Alex Farquharson, co-chair of the judges and director of Tate Britain, said on Wednesday: “The jury were excited by the recent turn in the work of an artist whose practice goes back to the 1980s. There are more elements in the space and a heightened use of colour. Humble seeds or pods, or old plastic bottles, are transformed in unexpected and subtle ways.”

The 66-year-old artist, who studied at the Slade School of Art in London, was nominated for her solo exhibition “Along a Spectrum” at Spike Island, a Bristol art gallery, and the Windrush art commission in Hackney, east London, featuring bronze and marble sculptures of a custard apple, soursop (a fruit) and breadfruit.

This year’s award ceremony, along with an exhibition of the work of the four nominees, was held at Tate Liverpool. In Ryan’s show, brightly coloured crocheted sacks hang from the walls and ceiling, containing seeds, fruit stones and fragments of plaster.

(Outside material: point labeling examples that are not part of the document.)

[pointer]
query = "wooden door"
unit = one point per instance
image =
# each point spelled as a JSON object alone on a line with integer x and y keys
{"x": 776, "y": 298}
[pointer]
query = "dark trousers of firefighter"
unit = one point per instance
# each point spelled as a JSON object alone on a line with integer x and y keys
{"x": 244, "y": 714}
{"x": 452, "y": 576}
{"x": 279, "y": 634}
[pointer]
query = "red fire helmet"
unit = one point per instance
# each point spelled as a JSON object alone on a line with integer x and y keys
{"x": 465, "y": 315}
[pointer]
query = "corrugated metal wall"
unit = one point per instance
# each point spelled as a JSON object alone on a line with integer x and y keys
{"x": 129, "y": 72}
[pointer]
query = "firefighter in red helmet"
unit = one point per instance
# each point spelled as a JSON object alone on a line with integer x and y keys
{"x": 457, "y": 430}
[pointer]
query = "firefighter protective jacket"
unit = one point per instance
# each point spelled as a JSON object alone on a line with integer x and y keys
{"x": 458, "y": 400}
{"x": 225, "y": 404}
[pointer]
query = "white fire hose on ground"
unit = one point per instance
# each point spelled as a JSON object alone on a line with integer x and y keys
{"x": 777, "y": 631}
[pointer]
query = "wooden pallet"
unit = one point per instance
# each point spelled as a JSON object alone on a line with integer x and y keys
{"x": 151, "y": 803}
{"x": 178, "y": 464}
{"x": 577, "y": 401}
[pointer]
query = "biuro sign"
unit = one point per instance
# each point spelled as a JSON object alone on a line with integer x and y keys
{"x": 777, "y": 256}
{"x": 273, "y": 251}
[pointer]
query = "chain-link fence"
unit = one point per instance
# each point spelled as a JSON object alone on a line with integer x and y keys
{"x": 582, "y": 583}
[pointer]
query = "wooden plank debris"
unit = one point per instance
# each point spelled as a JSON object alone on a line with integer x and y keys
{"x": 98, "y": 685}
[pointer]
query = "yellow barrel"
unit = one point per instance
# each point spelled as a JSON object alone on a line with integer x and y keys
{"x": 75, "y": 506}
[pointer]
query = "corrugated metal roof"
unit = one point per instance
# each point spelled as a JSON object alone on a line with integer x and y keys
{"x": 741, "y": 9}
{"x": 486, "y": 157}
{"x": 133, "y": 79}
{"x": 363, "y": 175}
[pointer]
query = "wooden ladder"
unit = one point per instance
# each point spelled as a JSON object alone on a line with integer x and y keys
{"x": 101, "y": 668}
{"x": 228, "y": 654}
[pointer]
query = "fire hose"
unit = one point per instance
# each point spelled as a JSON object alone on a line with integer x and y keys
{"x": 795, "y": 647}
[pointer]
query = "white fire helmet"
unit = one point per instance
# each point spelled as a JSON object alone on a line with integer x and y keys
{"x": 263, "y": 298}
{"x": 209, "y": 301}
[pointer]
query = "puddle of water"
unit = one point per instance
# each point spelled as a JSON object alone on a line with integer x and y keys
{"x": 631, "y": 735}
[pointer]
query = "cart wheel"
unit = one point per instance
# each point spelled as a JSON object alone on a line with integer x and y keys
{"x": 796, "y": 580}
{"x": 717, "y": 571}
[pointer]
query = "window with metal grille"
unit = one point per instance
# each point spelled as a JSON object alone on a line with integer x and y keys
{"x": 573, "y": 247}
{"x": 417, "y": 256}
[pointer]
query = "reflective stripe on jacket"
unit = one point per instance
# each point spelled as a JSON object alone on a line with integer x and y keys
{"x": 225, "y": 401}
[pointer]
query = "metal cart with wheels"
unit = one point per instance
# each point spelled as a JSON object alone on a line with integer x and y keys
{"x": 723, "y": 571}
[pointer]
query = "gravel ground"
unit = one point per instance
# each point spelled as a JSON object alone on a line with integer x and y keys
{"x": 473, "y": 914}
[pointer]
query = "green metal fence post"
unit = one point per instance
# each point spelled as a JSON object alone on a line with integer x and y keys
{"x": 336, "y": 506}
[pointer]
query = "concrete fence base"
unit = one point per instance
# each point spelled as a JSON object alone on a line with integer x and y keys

The criteria for eligibility have changed several times since the Turner Prize was founded in 1984. Five years ago, the age restriction on artists over 50 was lifted after it was introduced in 1991 to quell criticism that the prize risked turning into a lifetime achievement award. Ryan and Pollard are both in their 60s.

The Turner Prize has embraced a variety of art forms, including video, performance art, textiles, architecture and community-based art. None of the 2022 artists’ works included painting, but Farquharson said that after a recent strong period for the traditional art medium, he expected it to reappear in future shortlists. “Painting comes and goes,” he said.

Farquharson co-chaired the jury with Helen Legg, director of Tate Liverpool. The other judges were: Irene Aristizábal from the Baltic contemporary art gallery in Gateshead; Christine Eyene, lecturer in contemporary art at Liverpool John Moores University; Robert Leckie, director of Spike Island; and Anthony Spira, director of MK Gallery in Milton Keynes.

The exhibition will remain on show at Tate Liverpool until March 2023. It is the first time the award event has returned to the city since 2007, when it celebrated its year as European Capital of Culture.